I wrote this column on the plane that took me from Barcelona to Las Vegas, the first stop on my world tour of smart cities – or, to be more specific, my tour of the efforts undertaken by some cities to better use information and communication technologies to improve our lives. I chose cities that are at different stages of development in this field, in different countries.
We all think we know what goes on in Las Vegas and what is afoot there every day. Casinos, good, cheap food and never-ending shows in a tacky yet sparkling environment. The city is also in the midst of complete transformation thanks to an entrepreneur who made his fortune selling shoes online. Tony Hsieh (Zappos.com) set out to transform the declining city center into a space for innovation and start-ups.
I wonder how far this initiative by one individual (not an institution) who has resources and seems to pay close attention to his surrounding community can go.
After a stop in Silicon Valley for a conference on innovative ecosystems, I will go to the South Korean city of Songdo, which was built from scratch south of Seoul on land reclaimed from the Yellow Sea.
An American architecture firm (Gale International) is leading the project in agreement with the Korean government and in partnership with a local company, Posco. It’s a whole program. It will be interesting in this case to see how far one can go when building a city from scratch. Can you inject life into it? At what price? These are some of the questions I will try to answer.
From there I will head to Singapore, the city-state of 5.4 million inhabitants which has long understood that the massive and systematic use of ICTs was one, if not the only one, of the most obvious solutions for small fish trying to survive in a world of giants (China, India and Indonesia). I have no doubts about the implementation of this strategy, but the question is to know how far resorting to technologies, multiplying connections, attracting innovators from the regions and installing a sophisticated infrastructure can continue to push Singapore forward. One must also wonder if the long-standing political control of the country will now operate through ICTs, and to what degree.
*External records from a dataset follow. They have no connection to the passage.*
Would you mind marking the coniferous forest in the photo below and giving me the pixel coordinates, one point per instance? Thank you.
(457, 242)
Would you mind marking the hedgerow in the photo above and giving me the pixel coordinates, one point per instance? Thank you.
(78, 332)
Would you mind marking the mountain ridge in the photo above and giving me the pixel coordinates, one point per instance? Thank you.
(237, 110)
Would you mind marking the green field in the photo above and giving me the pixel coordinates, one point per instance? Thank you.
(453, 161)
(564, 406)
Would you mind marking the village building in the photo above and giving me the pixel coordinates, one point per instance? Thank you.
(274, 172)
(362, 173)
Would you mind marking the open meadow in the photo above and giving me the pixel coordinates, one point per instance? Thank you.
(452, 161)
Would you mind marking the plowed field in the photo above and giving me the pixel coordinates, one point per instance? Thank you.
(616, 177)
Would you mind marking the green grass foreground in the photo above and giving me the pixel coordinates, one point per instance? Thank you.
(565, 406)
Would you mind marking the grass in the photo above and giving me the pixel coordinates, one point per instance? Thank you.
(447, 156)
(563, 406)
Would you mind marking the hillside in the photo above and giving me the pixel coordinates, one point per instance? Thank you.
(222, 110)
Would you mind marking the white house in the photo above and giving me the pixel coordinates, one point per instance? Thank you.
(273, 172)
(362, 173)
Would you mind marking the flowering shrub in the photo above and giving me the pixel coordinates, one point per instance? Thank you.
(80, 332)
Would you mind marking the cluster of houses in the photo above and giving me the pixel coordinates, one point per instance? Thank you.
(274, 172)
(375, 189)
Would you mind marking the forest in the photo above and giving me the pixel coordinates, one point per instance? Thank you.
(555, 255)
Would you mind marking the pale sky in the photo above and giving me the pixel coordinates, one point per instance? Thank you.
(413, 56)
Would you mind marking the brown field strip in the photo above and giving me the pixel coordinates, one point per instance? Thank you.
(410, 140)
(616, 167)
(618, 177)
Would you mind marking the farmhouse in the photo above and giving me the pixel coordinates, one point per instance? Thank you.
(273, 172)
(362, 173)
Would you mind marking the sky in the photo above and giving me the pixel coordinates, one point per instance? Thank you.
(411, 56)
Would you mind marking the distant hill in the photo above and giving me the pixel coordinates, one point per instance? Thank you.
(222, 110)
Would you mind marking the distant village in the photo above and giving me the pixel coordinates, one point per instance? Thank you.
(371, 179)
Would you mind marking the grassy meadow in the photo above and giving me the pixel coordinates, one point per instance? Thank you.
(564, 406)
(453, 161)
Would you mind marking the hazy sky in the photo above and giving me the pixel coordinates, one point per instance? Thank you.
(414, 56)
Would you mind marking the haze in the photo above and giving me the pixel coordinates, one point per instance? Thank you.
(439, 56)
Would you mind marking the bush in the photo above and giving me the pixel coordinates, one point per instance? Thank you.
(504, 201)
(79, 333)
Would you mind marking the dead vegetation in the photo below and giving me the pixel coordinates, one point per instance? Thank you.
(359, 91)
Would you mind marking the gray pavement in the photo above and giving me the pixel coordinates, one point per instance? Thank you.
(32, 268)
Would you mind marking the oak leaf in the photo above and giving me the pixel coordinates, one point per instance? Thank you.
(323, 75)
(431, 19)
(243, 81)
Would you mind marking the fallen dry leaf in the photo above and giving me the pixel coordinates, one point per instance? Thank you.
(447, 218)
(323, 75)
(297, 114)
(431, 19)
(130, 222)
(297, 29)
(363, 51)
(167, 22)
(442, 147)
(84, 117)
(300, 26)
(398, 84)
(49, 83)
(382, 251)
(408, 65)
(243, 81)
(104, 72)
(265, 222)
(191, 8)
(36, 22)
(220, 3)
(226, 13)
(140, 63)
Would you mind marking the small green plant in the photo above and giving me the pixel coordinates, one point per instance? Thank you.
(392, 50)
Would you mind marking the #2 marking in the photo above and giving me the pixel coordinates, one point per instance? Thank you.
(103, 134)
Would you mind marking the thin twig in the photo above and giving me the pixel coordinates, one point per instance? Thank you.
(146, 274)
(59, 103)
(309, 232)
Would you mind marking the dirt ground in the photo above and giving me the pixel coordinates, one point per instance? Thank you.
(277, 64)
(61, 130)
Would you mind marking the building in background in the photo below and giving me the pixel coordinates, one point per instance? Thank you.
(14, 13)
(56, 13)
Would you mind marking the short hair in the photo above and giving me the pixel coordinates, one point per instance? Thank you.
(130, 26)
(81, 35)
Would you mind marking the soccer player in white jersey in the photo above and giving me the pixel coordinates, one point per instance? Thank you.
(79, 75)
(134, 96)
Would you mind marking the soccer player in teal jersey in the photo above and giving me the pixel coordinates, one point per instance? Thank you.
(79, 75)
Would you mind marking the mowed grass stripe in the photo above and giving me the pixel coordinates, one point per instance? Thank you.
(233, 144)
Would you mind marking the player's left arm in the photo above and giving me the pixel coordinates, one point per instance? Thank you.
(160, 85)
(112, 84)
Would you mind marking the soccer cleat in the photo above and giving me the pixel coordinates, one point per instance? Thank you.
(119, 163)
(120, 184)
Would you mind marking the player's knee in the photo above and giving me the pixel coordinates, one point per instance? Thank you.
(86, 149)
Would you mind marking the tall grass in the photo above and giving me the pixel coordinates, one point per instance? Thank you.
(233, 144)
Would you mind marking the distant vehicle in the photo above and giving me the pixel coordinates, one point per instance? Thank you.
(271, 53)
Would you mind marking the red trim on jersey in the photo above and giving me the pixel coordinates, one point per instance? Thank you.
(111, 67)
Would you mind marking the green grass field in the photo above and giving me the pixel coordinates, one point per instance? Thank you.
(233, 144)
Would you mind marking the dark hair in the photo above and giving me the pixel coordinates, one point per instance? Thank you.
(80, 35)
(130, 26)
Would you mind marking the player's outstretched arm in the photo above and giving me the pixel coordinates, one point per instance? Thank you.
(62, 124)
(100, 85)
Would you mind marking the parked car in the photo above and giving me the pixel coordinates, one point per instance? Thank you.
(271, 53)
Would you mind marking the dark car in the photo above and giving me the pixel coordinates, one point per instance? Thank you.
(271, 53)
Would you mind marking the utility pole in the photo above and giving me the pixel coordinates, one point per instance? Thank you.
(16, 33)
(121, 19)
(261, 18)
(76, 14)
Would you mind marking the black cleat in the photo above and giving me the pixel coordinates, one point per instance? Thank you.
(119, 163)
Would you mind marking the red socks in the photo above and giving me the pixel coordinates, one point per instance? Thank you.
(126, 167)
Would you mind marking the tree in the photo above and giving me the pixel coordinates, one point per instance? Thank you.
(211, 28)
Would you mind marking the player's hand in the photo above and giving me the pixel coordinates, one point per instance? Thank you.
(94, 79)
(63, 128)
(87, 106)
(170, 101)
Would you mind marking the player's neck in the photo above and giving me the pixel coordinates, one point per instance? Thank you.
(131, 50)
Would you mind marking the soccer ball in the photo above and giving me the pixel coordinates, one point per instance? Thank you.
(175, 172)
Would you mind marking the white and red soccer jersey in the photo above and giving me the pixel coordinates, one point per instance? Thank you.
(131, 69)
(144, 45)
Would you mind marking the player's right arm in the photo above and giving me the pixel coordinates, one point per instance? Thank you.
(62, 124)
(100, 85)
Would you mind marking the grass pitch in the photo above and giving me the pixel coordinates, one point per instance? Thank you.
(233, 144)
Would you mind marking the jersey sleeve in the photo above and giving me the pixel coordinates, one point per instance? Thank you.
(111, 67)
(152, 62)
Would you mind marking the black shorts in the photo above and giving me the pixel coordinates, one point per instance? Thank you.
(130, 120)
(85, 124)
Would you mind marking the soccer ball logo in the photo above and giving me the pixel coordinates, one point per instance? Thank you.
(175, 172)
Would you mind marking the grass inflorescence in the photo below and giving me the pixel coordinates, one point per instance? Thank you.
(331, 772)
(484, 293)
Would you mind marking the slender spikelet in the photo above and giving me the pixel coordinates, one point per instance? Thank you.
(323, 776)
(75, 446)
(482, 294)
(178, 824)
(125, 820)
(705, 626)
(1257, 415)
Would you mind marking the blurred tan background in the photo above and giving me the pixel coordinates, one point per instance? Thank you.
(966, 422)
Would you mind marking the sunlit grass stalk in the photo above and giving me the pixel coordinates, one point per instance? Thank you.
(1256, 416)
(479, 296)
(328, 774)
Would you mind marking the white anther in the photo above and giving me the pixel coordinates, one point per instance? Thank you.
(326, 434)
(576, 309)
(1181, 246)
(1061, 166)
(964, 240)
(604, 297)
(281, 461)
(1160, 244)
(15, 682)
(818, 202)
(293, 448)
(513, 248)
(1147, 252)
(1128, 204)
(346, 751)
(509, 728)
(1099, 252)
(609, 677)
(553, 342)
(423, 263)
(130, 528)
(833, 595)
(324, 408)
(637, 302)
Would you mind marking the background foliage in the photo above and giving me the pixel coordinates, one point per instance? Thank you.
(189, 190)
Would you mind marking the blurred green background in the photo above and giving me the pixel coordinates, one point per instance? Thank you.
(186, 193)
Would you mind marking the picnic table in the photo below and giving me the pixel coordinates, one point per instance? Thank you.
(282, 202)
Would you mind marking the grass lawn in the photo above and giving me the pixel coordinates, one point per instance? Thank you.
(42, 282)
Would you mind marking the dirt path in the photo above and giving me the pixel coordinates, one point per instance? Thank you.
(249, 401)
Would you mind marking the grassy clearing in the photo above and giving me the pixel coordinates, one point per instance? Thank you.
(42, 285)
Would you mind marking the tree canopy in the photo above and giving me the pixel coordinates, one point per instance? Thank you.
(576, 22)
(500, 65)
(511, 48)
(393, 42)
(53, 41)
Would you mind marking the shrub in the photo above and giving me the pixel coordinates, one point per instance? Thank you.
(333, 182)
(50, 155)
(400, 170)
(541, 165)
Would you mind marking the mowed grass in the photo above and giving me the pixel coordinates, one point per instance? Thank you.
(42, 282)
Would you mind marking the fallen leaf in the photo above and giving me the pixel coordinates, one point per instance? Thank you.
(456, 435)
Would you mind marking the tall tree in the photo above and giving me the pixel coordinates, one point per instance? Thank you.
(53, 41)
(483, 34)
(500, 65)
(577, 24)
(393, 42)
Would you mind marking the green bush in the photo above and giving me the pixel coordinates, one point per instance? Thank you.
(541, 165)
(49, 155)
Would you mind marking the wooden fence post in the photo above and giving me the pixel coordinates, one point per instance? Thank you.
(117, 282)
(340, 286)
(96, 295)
For a complete change of scenery, the next step will be Hyderabad, India’s sixth biggest city (7.75 million inhabitants according to Wikipedia), which is much more populated than Singapore. It is a historic city that played an important role in the development of ICTs for this Asian giant. After spending too little time there during my previous world tour of innovation, I wonder to what extent technologies can truly and profoundly transform such a complex and massive environment. In a way, the question here is reversed from the one for cities built from scratch like Songdo but also Masdar, the last step of this journey.
Masdar is a completely new city being created in the Abu Dhabi desert with the promise of zero-impact energy consumption and waste emission. This other case will help measure the potential and the limits of smart cities built from scratch, which Adam Greenfield criticizes in “Against the smart city”.
This first one-month journey is just the beginning of a project I am calling “Citynnovation.” Spread over a little more than a year, it aims to answer a simple question: to what extent and under what conditions can information and communication technologies help improve the living conditions in cities…where more than half of humanity now lives?